President Obama is taking fire for saying America is a military superpower "whether we want it or not."
Former Alaska governor Sarah Palin criticized the remark, saying, "I would hope that our leaders in Washington, D.C. understand we like to be a dominant superpower. I don't understand a world where we have to question whether we like it or not that America is powerful."
What do you think? Is President Obama uncomfortable with America's role as the strongest military power in the world? Does the Left want a weaker America? What about Obama's "apology tour," when he went to other countries and apologized for American "mistakes"? Remember how incensed the Left became when President Bush did his ill-advised "mission accomplished" landing on a naval ship, because they saw it as geopolitical strutting, a sort of "We're number one!"? And remember how quick the Democrats were in declaring that the Iraq war "was lost," almost as if they wished it so?
This is an interesting subject, because there exists on the Left what ranges from an unease to a flat out rejection of "American exceptionalism," the idea that there is something special about America. And there is no denying that the American Left is more at home with the foreign policy approaches of Western European governments, who, with their very weak militaries, have no choice but to seek "consensus" and peaceful solutions to problems with other countries. Unilateral use of force under Bush was viewed as arrogant and jingoist.

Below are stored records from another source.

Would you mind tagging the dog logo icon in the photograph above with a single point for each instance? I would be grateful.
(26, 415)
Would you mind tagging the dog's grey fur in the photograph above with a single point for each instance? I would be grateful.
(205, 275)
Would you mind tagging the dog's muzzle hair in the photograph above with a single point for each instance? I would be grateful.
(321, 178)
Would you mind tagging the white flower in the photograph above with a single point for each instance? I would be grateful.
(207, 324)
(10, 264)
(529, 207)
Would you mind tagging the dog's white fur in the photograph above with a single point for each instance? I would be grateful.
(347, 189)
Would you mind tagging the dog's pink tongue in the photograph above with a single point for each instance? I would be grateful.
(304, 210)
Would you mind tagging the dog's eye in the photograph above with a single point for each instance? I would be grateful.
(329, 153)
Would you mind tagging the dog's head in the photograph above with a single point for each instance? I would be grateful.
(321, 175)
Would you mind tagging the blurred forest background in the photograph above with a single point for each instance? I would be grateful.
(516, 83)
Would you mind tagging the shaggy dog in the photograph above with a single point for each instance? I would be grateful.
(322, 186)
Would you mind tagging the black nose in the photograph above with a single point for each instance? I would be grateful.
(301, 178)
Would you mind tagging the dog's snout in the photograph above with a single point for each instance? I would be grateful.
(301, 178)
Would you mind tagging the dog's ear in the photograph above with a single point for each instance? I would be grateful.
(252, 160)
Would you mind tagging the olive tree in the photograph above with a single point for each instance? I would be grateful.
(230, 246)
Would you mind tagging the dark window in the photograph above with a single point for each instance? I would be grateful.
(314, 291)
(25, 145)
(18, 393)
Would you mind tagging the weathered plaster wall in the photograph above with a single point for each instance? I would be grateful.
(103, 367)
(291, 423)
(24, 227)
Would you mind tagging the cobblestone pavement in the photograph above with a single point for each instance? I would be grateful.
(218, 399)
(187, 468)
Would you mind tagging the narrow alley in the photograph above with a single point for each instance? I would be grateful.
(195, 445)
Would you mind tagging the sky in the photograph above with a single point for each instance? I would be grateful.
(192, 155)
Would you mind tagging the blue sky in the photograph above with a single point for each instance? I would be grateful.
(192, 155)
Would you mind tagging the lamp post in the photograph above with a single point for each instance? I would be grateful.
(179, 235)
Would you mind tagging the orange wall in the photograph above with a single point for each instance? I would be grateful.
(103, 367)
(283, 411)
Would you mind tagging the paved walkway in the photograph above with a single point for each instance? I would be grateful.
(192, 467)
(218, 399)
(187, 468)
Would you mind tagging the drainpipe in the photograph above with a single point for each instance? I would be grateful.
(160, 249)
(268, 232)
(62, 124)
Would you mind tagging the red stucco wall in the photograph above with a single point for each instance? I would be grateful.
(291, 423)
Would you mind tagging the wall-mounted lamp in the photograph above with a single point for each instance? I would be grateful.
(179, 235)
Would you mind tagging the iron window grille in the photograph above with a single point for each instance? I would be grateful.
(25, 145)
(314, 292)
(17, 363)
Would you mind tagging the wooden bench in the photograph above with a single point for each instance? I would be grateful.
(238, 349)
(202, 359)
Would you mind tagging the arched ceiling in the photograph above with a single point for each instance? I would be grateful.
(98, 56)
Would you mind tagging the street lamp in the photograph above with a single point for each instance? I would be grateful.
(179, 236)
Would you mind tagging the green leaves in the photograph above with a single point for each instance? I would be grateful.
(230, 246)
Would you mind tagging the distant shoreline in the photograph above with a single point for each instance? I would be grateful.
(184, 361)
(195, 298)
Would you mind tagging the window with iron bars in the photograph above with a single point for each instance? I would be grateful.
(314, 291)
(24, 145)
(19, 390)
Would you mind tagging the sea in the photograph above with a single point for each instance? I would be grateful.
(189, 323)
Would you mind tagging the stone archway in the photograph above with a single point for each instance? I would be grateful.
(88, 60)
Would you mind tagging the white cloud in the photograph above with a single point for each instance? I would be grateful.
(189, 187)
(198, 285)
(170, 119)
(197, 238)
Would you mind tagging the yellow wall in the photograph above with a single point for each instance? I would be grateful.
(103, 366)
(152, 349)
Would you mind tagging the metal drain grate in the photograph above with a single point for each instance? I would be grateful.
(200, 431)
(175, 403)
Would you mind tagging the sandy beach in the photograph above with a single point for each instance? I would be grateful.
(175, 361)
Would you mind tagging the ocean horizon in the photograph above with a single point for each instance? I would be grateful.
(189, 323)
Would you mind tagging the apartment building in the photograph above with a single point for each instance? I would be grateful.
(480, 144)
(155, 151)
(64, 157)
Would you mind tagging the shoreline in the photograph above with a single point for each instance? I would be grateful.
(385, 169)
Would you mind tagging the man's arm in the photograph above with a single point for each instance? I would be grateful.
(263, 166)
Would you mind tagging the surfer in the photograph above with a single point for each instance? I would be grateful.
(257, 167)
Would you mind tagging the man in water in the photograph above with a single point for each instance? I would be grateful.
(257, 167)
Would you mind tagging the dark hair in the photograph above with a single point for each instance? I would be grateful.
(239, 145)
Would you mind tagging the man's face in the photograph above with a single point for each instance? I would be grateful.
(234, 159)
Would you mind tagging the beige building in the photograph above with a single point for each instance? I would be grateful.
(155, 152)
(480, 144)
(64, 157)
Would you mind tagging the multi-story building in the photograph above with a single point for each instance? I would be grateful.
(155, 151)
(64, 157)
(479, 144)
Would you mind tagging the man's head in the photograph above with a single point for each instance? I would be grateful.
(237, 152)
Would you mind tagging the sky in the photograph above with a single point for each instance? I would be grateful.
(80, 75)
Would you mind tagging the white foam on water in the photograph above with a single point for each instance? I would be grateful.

I'm reminded of the saying that it's better to be feared than loved. And there's evidence, from their recent rhetoric and policy moves, that nations like Russia and Iran do not fear the U.S. under Obama. They did fear Bush. Although, after 8 years of the Bush doctrine (going it alone if necessary and crushing the bad guys preemptively) the global animosity toward the U.S reached a level that seriously hampered our foreign policy objectives and standing in the world.